Dalam bahasa inggris dia meminta setiap orang agar mengangkat paspornya sambil berjalan memasuki rintangan sebuah pintu dorong otomatis. Batin saya dalam hati, “Ah, gampang amat cuma angkat paspor”.
Masuk Gate 2 mulai ketat. Petugas imigrasi Israel tidak hanya menggunakan mesin pemindai otomatis, tapi juga mengamati kami satu demi satu secara manual. Cara kerja pengamatan manual itu begini; ketika akan masuk X’ray ada satu orang imigrasi Israel melihat dan mengamati paspor seseorang.
Entah ilmu macam apa yang dimiliki petugas ini, karena hanya membandingkan antara foto paspor imigrasi dengan wajah asli secara kasat mata dia bisa “menghentikan” langkah si pemilik paspor. Paspor ditahan lalu pemilik paspor diberi secarik kertas warna merah atau putih. Saya tidak mengerti apa maksud dari kedua warna tersebut.

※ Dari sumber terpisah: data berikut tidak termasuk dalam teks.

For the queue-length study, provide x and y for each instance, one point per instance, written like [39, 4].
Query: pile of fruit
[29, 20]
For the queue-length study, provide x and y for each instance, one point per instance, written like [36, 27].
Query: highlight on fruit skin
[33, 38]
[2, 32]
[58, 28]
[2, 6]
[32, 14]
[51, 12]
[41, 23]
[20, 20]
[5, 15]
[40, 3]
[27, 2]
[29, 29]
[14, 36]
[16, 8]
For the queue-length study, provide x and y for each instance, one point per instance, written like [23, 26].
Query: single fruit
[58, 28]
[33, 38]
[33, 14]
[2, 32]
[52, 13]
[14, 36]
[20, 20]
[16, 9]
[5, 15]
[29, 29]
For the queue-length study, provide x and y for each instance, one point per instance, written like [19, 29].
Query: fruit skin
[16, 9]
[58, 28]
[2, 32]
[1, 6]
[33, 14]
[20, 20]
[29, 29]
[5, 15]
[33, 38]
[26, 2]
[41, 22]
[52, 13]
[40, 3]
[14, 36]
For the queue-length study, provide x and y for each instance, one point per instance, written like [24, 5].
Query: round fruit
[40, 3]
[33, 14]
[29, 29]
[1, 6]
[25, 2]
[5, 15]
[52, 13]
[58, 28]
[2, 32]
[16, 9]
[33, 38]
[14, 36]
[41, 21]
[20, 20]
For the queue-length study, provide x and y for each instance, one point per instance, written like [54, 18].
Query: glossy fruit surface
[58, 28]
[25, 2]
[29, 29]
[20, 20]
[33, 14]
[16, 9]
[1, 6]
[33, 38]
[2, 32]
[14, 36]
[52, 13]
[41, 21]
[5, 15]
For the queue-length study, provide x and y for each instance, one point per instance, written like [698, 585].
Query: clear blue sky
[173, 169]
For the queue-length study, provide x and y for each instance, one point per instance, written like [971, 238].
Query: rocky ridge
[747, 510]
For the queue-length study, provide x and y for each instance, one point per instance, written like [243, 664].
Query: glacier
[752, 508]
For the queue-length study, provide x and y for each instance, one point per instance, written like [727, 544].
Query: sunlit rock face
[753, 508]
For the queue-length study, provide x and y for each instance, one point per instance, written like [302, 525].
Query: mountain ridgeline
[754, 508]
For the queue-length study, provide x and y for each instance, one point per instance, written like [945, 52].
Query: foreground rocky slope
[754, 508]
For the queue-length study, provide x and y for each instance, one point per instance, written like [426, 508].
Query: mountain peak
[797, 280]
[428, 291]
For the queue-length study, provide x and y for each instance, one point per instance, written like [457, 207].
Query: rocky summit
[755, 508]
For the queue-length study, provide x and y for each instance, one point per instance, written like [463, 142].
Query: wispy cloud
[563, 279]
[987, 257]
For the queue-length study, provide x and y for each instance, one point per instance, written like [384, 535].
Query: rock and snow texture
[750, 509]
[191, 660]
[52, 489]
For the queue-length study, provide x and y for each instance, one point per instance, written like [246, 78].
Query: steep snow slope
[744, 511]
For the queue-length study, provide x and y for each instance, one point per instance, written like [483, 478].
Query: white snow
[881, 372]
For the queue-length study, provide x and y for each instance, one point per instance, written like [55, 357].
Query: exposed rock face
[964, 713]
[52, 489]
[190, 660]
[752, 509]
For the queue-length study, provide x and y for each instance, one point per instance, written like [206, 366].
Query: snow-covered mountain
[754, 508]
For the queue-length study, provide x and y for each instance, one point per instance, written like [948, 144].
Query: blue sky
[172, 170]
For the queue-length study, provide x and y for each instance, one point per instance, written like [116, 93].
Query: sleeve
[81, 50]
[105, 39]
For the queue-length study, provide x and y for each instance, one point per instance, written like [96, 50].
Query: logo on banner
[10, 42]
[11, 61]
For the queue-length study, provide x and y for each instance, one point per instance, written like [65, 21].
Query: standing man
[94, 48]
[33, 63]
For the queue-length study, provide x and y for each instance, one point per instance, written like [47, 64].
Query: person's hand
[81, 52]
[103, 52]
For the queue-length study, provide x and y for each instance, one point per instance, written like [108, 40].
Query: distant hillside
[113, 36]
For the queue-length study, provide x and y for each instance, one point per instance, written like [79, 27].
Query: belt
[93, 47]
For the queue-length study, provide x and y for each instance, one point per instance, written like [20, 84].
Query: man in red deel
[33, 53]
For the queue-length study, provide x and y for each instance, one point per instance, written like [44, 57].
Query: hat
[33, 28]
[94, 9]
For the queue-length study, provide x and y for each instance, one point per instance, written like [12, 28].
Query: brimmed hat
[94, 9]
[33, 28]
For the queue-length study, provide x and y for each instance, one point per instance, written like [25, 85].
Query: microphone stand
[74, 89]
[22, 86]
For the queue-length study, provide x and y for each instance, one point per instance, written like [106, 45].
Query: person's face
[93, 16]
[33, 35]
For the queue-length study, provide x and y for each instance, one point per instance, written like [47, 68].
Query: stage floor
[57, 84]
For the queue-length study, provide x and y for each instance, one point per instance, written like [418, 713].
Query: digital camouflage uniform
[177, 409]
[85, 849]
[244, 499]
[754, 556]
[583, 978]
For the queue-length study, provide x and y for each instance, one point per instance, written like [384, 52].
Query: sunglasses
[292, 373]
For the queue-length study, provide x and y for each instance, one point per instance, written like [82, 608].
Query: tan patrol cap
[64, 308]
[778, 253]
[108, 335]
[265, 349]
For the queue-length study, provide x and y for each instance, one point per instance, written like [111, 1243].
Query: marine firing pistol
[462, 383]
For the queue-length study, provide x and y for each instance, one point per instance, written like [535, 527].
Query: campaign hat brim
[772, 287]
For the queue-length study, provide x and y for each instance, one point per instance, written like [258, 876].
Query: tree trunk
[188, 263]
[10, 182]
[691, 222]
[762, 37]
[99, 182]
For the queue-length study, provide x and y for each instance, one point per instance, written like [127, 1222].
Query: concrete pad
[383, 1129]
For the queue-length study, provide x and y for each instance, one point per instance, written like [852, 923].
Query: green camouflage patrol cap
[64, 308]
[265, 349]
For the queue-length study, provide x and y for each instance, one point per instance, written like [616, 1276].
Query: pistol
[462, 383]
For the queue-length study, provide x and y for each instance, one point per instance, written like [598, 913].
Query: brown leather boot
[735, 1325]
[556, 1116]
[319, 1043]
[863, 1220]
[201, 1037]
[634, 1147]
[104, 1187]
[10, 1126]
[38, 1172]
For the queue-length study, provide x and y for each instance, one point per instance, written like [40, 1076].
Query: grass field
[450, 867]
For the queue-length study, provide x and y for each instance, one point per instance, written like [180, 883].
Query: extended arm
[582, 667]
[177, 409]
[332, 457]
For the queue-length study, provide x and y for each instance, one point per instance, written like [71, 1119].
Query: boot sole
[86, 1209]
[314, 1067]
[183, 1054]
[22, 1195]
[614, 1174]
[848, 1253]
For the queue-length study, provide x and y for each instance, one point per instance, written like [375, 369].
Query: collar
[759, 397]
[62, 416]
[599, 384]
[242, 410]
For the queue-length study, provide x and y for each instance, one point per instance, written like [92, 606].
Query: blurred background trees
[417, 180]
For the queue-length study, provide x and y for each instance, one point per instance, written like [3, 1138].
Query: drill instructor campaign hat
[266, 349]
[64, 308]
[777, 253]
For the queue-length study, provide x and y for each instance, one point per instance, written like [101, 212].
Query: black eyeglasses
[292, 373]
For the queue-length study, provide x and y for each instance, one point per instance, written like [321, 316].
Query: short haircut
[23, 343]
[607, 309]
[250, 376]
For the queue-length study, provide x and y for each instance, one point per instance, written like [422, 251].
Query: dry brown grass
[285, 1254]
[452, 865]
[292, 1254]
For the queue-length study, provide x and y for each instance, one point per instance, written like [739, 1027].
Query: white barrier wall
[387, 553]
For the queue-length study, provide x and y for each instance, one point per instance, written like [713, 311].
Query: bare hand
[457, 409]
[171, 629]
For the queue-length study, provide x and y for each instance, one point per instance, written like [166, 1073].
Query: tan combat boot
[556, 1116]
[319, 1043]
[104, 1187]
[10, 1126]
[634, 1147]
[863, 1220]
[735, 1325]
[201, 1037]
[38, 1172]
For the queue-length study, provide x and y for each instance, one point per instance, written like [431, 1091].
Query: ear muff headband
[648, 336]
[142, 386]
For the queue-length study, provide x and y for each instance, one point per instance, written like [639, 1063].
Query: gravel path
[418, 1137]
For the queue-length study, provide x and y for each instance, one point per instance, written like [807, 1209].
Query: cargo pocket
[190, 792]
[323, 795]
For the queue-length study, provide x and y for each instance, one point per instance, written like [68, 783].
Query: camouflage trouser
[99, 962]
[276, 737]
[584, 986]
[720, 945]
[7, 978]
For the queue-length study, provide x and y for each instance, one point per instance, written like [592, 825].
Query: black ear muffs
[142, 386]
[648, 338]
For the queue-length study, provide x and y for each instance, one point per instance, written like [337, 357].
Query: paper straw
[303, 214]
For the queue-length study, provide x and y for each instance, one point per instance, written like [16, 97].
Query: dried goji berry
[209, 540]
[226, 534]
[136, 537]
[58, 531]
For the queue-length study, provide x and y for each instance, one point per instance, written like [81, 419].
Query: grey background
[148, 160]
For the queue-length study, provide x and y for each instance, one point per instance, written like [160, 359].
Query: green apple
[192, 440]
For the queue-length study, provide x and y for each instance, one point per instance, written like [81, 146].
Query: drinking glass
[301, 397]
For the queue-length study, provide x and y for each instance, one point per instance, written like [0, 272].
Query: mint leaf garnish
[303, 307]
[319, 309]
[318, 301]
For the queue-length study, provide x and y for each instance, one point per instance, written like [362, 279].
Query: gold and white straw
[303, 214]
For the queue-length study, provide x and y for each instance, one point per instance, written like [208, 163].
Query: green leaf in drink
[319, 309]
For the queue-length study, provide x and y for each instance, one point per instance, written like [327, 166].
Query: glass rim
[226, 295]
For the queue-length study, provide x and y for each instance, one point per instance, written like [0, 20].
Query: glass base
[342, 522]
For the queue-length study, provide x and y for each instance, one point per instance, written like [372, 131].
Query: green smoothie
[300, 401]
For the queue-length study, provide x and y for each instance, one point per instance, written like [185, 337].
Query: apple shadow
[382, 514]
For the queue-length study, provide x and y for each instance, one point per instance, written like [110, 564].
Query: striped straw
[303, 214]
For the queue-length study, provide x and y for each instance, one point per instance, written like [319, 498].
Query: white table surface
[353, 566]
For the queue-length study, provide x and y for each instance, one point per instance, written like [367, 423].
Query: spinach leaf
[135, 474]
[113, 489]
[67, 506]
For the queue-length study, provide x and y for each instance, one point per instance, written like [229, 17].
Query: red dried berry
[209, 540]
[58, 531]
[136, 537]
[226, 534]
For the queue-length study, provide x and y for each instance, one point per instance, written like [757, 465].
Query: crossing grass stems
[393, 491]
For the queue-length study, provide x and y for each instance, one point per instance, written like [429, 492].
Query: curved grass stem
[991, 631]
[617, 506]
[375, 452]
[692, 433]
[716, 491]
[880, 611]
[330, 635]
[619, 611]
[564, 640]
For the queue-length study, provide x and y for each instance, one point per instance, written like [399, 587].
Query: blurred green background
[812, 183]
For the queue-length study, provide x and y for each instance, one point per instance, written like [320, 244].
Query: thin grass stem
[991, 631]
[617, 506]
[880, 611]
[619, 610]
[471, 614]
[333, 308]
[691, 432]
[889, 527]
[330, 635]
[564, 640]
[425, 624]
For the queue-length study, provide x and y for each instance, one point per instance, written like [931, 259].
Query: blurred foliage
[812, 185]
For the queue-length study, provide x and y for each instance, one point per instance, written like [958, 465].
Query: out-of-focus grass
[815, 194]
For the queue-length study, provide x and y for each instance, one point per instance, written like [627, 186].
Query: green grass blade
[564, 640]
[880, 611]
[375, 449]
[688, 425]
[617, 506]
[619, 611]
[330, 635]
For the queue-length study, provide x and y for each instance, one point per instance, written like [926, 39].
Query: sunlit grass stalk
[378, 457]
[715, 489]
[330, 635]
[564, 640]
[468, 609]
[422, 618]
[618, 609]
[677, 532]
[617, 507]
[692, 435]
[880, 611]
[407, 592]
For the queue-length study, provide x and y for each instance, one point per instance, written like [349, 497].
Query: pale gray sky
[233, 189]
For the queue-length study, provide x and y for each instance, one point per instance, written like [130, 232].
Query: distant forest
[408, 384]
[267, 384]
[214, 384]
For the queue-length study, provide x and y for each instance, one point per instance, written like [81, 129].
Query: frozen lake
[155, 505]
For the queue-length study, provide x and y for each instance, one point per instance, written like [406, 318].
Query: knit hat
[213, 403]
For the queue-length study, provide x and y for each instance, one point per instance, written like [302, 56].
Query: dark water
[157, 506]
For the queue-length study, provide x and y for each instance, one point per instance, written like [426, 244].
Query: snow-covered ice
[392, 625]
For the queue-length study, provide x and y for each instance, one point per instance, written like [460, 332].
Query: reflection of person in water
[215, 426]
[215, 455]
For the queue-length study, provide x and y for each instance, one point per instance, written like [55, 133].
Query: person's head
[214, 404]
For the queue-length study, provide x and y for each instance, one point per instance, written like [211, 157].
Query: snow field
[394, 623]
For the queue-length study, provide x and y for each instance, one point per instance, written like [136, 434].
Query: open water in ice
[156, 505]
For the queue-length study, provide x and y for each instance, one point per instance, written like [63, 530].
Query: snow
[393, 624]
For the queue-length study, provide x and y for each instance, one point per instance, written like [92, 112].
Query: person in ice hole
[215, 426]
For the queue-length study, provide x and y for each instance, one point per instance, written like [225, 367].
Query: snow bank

Saya melirik ada empat personal dari grup ManayaIndonesia yang mengalami masalah di Gate 2. Mereka adalah Mukharam Khadafi, Abdul Adzim Irsad, Ustaz H. Ahmad Muzakky Al Hafidz –Imam Masjid Al Akbar Surabaya, dan Abdul Hakim peserta dari Bandung. Selain ditahan paspornya –untuk sementara, mereka harus mengikuti aturan setempat, yakni diinterogasi oleh orang yang pertama melakukan pemindaian secara manual tadi.
Hebatnya lagi, petugas pemindai tersebut tidak melempar kasus ini ke orang lain. Dia tangani sendiri pemeriksaan demi pemeriksaan terhadap empat sahabat saya itu sampai semuanya tuntas.
Beberapa sahabat yang sudah dinyatakan “clear” dari Gate 2 langsung masuk X’ray Gate 3. Lolos pemeriksaan Gate 3 masih harus antre di loket terakhir untuk melayani wawancara dari petugas perempuan.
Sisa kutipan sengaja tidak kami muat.